Putting all together
Always stop at the start of the drive and inspect the area to be bogged.
Make sure there is enough water on the dirt and check for misfires, steels, bolts and any other hazards in the dirt.
Push the right hand side up and then the left, leaving yourself with a clean road way to work on.
Bog the heading side to side cleaning the windrows up and rolling the road in as you go.
Once you can’t get a full bucket any more its time to rake the walls first then the face as per mine standard
Get the last of the dirt, stopping when you start getting less than a quarter a bucket of dirt. The rest of the dirt at the face should be used to build the road form 4 cuts in.
Wash down the face and mark up the butt APMS
Back blade the road way out to the drive, clean up any mess left and always get out and check the drive before moving on.
Report that the heading is ready for bolting and scaling leaving the drive APMS.
Bogging a Decline
It is fundamentally the same as bogging a level cut except you can get thrown around the bogger a lot easier if you make a mistake.
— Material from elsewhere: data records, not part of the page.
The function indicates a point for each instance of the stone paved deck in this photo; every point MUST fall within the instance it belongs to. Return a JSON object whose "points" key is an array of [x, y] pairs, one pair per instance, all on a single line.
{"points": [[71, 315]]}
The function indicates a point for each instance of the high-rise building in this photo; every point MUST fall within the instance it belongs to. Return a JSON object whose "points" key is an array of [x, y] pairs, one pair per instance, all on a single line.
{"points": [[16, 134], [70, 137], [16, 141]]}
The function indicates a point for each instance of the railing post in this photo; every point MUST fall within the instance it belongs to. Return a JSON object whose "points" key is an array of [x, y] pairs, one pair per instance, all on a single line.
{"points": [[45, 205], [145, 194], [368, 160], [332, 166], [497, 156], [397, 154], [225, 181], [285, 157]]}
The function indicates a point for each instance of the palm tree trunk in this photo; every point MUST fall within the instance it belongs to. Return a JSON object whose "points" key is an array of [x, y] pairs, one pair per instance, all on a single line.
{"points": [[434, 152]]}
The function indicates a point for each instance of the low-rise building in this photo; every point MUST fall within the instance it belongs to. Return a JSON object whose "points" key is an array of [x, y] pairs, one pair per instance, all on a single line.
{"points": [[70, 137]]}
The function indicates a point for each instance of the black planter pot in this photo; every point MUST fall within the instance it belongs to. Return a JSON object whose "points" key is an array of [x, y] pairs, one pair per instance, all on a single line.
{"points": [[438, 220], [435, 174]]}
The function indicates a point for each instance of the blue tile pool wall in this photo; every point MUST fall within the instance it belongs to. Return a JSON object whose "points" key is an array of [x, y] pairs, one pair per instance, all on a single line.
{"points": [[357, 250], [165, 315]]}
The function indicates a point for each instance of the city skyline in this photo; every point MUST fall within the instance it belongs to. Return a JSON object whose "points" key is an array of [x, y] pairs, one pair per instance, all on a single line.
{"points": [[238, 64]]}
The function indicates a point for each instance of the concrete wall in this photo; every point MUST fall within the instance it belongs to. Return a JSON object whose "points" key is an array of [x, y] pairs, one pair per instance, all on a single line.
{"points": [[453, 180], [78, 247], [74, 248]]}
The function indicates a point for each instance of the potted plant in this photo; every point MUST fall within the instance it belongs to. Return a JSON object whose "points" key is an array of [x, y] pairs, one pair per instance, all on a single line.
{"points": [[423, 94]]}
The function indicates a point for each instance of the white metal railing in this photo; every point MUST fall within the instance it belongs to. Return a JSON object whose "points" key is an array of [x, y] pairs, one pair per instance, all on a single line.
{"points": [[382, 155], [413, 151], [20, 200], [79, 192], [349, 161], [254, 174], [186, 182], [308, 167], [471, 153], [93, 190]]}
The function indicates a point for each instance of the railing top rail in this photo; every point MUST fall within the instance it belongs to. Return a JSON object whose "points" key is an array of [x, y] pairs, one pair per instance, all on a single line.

It is important to use the grade lines to get the right level when first pushing up.
When bogging down a decline you will have gravity on your side so instead of dumping the bucket back into the dirt just raise and crowd the bucket.
Bogging on an Incline
The biggest problem with bogging an incline is wheel spin. By dropping the bucket back into the dirt this keeps the weight on the front wheels. In most inclines it will take two goes to get a full bucket of dirt.